For Caveman, my answer changed. The output saving on the conversational layer is not worth being in the room for every session, including the short ones where I just want to ask one question and leave.
What I'd actually recommend now
- Drop Caveman. All of it. Lite, full, ultra, compress, shrink, the whole crew. The output savings do not survive the install fee for normal session shapes.
- Keep context-mode if you do tool-heavy work. Web fetches, Playwright runs, large grep dumps, big file reads, MCP-heavy days. If those show up regularly, the sandbox pays itself back fast. If they don't, drop it too.
- Trim CLAUDE.md ruthlessly. Every line in there is in every session. Treat it like the bill it is.
- Audit your skills. Count what auto-discovers. If you wouldn't pay for a skill at every session start, it shouldn't be auto-discoverable. Move it behind explicit invocation.
- Compress when you measure a leak, not pre-emptively. Reach for tooling to fix problems you can show, not problems you've read about.
The general principle: lean defaults beat clever plugins. The cheapest way to save tokens is to not load tokens you don't need.
This is the same lesson I keep running into. Asking your agent nicely doesn't scale. Adding a plugin to ask the agent nicely for you doesn't scale either, because the plugin itself has to be in the prompt to do its asking.
The central irony
The thing that was supposed to save context is the first thing eating it. That is the part I missed in the original post. I was so focused on what context-mode does well, and what Caveman saves at the output layer, that I never added up what the stack costs at the door.

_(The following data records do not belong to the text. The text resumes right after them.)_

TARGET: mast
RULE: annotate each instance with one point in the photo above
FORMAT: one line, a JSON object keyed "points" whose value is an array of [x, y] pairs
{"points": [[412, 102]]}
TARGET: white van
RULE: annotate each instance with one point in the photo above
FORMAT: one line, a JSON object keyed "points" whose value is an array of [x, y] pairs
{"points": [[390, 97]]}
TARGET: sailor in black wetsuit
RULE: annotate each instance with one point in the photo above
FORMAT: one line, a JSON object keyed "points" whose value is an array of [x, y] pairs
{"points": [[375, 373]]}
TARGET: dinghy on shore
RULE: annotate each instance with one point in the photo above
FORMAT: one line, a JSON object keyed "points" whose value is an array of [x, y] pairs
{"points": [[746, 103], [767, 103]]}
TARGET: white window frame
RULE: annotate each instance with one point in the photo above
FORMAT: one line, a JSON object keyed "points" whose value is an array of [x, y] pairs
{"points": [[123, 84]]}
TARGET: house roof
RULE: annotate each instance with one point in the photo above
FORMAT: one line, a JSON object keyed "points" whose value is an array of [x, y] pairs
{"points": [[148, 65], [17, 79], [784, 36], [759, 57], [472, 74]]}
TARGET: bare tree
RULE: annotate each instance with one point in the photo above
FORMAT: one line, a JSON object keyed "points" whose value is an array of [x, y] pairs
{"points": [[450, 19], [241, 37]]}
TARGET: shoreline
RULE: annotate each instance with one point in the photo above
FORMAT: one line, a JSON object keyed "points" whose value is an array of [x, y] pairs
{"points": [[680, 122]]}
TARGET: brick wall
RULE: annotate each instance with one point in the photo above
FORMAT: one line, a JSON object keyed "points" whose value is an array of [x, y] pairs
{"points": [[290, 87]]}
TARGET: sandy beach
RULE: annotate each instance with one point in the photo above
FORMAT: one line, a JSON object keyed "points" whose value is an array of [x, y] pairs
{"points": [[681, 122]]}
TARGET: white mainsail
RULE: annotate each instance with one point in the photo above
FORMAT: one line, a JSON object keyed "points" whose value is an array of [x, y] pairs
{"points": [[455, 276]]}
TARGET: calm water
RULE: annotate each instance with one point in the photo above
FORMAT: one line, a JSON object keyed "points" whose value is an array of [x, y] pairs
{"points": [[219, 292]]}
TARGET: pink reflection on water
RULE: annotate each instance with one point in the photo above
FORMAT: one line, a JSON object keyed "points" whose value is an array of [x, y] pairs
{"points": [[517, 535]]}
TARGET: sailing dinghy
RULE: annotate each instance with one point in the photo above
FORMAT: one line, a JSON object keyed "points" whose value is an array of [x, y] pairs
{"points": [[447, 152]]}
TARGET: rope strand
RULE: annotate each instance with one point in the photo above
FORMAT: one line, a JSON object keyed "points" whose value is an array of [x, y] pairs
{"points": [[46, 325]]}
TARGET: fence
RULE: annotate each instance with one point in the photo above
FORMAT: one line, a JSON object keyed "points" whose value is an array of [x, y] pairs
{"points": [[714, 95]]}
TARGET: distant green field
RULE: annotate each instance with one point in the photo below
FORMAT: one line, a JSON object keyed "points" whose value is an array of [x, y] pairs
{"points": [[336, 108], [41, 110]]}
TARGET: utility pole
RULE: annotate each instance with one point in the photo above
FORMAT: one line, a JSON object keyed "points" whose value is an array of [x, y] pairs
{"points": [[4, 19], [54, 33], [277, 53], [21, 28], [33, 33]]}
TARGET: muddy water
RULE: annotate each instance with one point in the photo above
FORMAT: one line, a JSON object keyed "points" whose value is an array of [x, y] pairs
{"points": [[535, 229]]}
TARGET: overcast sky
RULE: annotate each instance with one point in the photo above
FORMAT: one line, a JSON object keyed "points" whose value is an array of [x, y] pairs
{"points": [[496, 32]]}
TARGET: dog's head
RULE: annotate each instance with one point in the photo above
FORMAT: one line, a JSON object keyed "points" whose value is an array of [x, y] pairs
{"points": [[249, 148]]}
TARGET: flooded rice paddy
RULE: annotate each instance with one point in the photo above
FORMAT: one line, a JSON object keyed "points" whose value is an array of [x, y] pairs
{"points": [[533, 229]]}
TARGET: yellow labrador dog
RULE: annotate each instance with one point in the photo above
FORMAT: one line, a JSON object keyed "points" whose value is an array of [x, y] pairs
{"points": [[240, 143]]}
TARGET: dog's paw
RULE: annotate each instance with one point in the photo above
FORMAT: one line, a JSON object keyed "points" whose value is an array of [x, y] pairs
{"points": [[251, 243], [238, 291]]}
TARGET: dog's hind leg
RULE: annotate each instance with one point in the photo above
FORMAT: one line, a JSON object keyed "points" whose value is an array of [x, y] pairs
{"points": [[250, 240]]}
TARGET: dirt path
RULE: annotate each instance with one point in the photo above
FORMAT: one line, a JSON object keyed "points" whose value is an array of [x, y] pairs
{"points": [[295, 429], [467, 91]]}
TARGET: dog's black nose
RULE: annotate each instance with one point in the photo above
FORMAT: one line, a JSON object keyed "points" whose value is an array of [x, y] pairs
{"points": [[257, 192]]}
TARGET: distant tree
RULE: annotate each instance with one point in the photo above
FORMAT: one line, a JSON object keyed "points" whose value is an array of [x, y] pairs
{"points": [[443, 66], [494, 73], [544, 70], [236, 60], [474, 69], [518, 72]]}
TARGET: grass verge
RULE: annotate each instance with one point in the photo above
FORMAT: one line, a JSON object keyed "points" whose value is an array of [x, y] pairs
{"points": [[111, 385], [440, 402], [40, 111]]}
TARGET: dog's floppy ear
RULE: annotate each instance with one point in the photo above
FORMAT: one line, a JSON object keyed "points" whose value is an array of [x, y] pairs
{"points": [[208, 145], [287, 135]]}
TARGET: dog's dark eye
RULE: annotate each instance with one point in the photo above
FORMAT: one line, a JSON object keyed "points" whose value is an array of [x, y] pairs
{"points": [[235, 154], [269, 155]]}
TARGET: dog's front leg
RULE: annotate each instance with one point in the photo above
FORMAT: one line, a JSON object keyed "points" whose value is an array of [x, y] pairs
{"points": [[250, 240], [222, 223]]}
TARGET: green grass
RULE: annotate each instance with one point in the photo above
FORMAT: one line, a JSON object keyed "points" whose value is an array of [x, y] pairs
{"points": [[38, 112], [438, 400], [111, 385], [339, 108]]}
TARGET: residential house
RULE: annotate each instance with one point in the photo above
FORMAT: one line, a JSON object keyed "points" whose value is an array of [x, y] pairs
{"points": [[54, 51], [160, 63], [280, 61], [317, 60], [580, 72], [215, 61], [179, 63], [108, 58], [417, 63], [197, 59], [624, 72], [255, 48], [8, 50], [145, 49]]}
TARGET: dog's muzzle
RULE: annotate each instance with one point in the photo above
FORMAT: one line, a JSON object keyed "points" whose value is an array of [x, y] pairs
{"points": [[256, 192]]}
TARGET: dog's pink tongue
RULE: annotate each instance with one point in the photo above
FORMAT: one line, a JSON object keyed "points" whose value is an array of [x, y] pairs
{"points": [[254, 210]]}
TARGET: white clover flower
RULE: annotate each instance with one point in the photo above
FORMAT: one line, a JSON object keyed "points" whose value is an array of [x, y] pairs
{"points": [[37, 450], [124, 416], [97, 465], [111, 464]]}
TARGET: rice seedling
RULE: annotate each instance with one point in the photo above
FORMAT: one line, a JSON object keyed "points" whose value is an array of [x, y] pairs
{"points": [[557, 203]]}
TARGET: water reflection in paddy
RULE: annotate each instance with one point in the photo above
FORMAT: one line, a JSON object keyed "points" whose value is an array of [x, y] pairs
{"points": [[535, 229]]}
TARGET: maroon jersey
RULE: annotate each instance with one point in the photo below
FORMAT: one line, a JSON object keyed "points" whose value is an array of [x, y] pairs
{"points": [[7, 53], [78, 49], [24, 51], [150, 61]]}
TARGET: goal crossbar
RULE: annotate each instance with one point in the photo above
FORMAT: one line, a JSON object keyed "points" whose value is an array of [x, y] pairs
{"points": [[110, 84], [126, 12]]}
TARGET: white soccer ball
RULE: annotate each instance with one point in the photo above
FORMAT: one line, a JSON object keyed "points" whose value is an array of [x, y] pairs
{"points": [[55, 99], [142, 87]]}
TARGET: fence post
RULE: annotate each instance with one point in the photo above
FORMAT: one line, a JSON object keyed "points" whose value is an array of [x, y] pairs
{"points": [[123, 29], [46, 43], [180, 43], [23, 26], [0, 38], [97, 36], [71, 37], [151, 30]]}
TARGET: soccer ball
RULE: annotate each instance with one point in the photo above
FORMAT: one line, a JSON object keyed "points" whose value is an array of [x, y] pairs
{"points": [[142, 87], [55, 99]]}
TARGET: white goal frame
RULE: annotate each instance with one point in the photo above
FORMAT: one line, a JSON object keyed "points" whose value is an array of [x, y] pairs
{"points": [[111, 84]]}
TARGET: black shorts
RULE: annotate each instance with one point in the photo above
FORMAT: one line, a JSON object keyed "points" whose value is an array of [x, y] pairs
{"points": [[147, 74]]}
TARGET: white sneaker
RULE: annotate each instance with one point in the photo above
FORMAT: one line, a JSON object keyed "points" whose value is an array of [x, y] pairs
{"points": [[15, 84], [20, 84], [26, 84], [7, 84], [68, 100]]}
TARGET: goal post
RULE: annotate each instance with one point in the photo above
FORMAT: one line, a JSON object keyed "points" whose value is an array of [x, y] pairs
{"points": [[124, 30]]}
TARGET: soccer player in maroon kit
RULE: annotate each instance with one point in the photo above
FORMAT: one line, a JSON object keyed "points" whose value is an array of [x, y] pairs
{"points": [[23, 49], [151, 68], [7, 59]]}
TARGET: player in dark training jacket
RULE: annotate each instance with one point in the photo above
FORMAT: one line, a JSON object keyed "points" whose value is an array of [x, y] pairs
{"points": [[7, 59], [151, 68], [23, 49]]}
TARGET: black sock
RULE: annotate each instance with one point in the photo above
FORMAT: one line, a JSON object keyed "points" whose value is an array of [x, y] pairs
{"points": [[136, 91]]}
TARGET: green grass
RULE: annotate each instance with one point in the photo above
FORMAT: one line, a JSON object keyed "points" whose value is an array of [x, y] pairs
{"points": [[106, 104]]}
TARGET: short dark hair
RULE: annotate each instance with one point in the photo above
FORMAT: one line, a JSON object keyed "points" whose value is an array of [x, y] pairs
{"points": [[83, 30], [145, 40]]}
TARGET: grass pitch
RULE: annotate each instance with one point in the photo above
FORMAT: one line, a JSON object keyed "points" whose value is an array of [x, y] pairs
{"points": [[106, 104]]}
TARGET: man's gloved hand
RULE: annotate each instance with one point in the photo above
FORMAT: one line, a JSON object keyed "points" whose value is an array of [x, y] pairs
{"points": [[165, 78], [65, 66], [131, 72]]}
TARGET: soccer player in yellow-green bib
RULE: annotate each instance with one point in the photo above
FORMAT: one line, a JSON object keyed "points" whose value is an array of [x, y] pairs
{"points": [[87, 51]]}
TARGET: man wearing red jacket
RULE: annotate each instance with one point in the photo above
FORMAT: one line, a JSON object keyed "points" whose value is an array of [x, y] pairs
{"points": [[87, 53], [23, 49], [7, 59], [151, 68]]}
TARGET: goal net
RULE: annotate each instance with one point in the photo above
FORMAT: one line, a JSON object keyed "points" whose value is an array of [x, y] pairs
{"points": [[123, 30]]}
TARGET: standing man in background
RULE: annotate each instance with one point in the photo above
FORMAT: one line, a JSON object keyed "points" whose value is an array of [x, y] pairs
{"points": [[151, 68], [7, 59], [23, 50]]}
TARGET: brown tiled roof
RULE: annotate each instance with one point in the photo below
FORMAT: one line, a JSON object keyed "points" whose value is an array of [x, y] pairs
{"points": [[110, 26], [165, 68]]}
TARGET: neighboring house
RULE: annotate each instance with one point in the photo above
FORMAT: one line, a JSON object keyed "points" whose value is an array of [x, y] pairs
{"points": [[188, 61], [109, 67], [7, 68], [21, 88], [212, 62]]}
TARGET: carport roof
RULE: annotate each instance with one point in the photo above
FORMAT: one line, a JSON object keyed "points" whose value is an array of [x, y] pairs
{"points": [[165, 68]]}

Eleven thousand tokens of "I haven't done anything yet" is the kind of number that should make anyone selling a token saver pause before publishing.
The lesson generalises. The leak you can see is rarely where the cost actually is. With plugin-driven AI tooling, the bill arrives before the work does. Look at the receipt at session start, not at the savings on the output you read.
Pick the architecture, sure. But add up the architecture first.